I've been through 2 tornado cleanups, and a friend's fire cleanup. I've sat in with the final calculation/settlement with the adjusters on all 3 occasions. Never has anything listed been questioned as to whether it was actually there or not. We were told to make a list of damaged and destroyed items along with prices, everything was reviewed, nothing was questioned.
The first tornado situation was my parents, the adjuster actually gave more on alot of items than we wrote down. We had a wheelbarrow with a broken handle, so dad found the price of a handle. The adjuster said "No, if you cannot use that wheelbarrow today the same way as you could last week, we pay you for a wheelbarrow, not just the handle." There were several items like that. If it was useable before and unuseable after, it was paid for. The 50's Willy's jeep that ran but hadn't been used in 4-5 years got smashed under the barn, was written up as a farm vehicle, and he said any 4x4 vehicle that ran was worth $1000. It, and several other items we were allowed to keep. Some we fixed, some we sold, some were scrapped. I still have an old Snap-On box at Dad's that got smashed and filled with water. Maybe I'll restore it someday.

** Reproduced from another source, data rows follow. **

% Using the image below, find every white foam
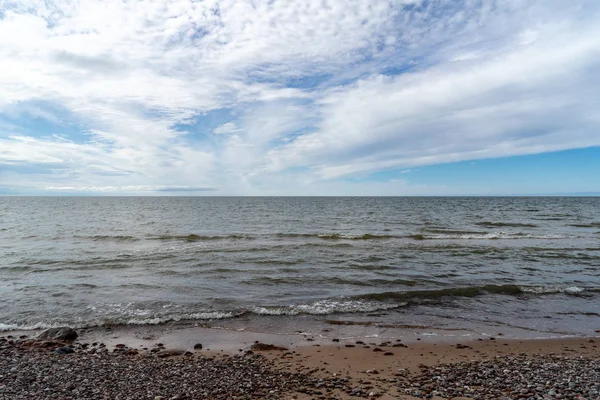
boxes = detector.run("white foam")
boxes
[0,321,65,332]
[425,232,572,240]
[253,300,407,316]
[519,285,586,294]
[124,311,239,325]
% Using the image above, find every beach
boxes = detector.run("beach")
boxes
[2,197,600,398]
[2,325,599,399]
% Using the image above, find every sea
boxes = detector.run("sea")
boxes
[1,196,599,339]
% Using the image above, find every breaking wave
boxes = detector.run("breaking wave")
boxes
[2,285,597,332]
[152,234,251,241]
[476,221,539,228]
[353,284,593,302]
[408,232,571,240]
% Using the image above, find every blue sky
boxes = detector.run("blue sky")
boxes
[1,0,599,196]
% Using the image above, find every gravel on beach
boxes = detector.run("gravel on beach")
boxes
[0,336,353,400]
[396,354,600,400]
[2,332,600,400]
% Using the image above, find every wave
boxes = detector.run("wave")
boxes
[408,232,570,240]
[519,285,587,294]
[419,228,487,235]
[243,276,419,287]
[476,221,539,228]
[252,300,406,316]
[152,234,251,241]
[0,301,404,331]
[76,235,139,242]
[276,233,399,240]
[569,222,600,228]
[353,284,593,302]
[3,285,597,332]
[0,311,241,332]
[30,229,577,244]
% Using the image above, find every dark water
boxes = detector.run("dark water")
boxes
[1,197,599,336]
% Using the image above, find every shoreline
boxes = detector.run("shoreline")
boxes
[5,315,600,355]
[2,324,600,399]
[7,321,594,355]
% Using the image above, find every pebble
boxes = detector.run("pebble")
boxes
[397,354,600,400]
[0,337,360,399]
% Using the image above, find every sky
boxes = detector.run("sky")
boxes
[0,0,599,196]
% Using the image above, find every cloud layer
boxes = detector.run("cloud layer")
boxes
[1,0,599,194]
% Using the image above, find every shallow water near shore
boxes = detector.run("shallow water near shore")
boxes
[1,196,599,338]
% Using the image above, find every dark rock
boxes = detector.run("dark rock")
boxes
[373,348,383,352]
[37,327,78,341]
[194,343,203,350]
[54,346,75,355]
[332,338,340,342]
[156,349,185,358]
[250,343,287,351]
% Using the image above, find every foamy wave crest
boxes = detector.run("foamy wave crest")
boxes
[317,233,397,240]
[411,232,572,240]
[125,311,239,325]
[519,285,586,294]
[253,300,407,316]
[0,321,69,332]
[275,233,398,240]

The 2nd tornado was mine 2 years ago. On a strictly cash basis we came out ahead on every item, including the reconstruction of our buildings. The adjuster did all the initial calculations based on "standard" numbers in their system, all of which were wrong in our favor. Two 10x10 roll-up doors came back as $1700 each, in the end our cost for installed door was $1200ea. Most amazing to me, after all the standard numbers were totaled up, they added 10% of that total for a general contractor, and another 10% for "general contractor profit", both of which I was allowed to keep since I acted as the general contractor, which consisted of making about 3 phone calls.
Unfortunately it took us most of the summer to do cleanup of all the trees, which the insurance did not cover.